Held in Pacifica, the dogs enter the water with their owners, who then push the boards into waves for them. The four-legged surfers are then judged on two main criteria: “No. 1 is stay on the board and No. 2 is looking happy,” Sam Stahl, one of the judges, told NPR. “No one wants to see a dog terrified at the end of a surfboard.”
Each heat lasts 10 minutes, and dogs compete against pooches of their same size, across four categories that range from small to “very large.” They can compete solo or tandem, with either a human or another dog as their partner. Dogs can earn up to 10 points each round. Besides the surfing, there is also a costume and a ball-fetching competition.
“It’s subjective,” Stahl told the San Francisco Chronicle, with regard to the judging. “It’s a feeling. You’re looking for ability to stand, ride, move in the wave. You’re looking for style. How panicked or how calm the dog is. That makes a difference.”
While many canines are fairly new to the sport, there are a few seasoned experts.
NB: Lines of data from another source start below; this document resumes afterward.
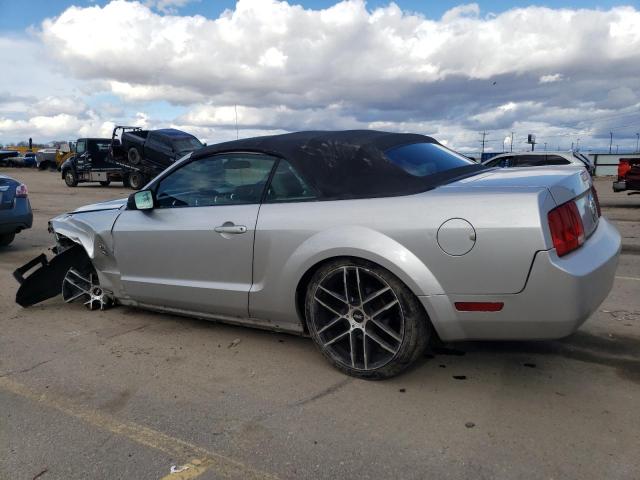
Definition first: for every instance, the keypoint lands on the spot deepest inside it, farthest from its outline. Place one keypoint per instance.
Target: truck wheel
(6, 239)
(70, 178)
(134, 156)
(136, 180)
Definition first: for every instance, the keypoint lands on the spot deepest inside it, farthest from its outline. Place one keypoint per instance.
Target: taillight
(596, 200)
(566, 228)
(623, 168)
(21, 191)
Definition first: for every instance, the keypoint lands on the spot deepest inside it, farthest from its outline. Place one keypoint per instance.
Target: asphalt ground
(128, 394)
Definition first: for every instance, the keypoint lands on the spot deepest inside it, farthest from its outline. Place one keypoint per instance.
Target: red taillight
(623, 168)
(479, 306)
(597, 200)
(566, 228)
(21, 191)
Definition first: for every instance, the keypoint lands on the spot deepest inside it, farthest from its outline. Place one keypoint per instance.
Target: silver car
(374, 244)
(541, 159)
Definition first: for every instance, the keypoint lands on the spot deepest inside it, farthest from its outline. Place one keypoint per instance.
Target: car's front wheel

Dog surfing legend, Abbie, has been the reigning top dog in the medium category for the past two years. An Australian Kelpie, Abbie has been surfing since 2008. In 2014, she became the first dog inducted into the International Surfing Hall of Fame.
The Pacifica competition has been held since 2016, but dog surfing events have been going on for much longer. The first competition took place in 2006 at Loews Coronado hotel in San Diego. An annual Surf Dog event is held in San Diego, along with one in Huntington Beach. The sport appears to be growing in popularity as more events are popping up in the U.S. and around the world.